Analysis Date: 2025-07-29 20:51 UTC

  1. Risk Rating: LOW
    The company is newly incorporated (Nov 2022) and classified as a micro-entity with modest net assets (£20,281) and no liabilities reported. There are no overdue filings or signs of financial distress. The balance sheet indicates positive net current assets and shareholders' funds, suggesting solvency at this stage.

  2. Key Concerns:

  • Limited financial history and size: Being very recently established with only one year of financials and no turnover or P&L data available, operational sustainability is uncertain.

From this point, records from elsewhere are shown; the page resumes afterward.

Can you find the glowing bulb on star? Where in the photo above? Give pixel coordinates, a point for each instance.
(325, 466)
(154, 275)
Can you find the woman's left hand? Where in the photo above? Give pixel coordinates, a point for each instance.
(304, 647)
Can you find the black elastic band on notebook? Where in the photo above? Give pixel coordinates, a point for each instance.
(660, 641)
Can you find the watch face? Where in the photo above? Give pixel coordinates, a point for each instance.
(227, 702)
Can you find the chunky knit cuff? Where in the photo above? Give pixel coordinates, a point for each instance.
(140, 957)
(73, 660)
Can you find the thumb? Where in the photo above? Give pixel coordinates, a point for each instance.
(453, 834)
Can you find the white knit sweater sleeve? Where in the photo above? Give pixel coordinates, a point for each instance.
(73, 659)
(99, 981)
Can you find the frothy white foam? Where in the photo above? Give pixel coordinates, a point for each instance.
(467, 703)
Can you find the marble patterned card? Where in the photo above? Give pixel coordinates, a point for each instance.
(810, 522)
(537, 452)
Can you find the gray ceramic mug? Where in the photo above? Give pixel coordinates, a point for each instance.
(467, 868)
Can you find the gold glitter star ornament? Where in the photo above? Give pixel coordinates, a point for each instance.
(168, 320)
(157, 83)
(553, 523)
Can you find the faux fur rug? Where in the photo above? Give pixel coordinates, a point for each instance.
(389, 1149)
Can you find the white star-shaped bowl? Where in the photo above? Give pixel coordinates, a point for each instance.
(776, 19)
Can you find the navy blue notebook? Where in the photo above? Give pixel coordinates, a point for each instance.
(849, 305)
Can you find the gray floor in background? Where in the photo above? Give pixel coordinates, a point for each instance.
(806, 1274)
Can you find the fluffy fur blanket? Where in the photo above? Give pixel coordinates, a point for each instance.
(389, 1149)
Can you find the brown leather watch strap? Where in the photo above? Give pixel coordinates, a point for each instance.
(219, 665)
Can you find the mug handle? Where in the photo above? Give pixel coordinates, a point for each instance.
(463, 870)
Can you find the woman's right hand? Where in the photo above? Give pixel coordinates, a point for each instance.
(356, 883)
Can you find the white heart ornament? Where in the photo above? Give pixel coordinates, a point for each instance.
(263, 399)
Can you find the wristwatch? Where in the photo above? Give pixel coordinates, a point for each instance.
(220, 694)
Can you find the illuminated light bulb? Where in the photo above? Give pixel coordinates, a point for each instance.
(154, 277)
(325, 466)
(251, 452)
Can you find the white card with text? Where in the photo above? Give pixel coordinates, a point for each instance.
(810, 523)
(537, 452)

  • Zero employees: The company currently operates with no staff, which may indicate reliance on directors or contractors; this presents potential operational risk.
  • Concentrated control: Two individuals hold equal significant control (25-50% shares and voting rights), which may present governance risks if conflicts arise.
  1. Positive Indicators:
  • Clean compliance record with timely filing of accounts and confirmation statement, indicating good regulatory adherence.

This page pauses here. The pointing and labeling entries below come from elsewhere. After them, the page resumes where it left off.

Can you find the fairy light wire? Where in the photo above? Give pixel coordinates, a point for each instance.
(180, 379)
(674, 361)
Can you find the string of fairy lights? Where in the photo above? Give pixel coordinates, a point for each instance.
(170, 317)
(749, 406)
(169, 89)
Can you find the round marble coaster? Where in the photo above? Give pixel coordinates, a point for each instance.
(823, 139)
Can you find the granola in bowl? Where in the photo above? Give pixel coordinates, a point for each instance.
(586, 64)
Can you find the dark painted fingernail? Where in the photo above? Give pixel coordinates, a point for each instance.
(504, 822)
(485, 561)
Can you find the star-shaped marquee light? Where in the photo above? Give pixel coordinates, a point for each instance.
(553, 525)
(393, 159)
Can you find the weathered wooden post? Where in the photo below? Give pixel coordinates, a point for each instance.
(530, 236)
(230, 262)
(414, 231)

  • Positive net current assets and net assets demonstrate a solvent position with no current liabilities.
  • Clear director and PSC information with no disqualifications or adverse records reported.
  1. Due Diligence Notes:
  • Investigate company’s business plan and revenue generation as no turnover or profit/loss information is provided.
  • Confirm the nature of the director’s involvement and whether third-party contracts or outsourcing are used to compensate for zero employees.
  • Review any off-balance sheet liabilities or contingent risks not captured in micro-entity filings.
  • Assess related party transactions given the family-like ownership structure (both PSCs share surname and address).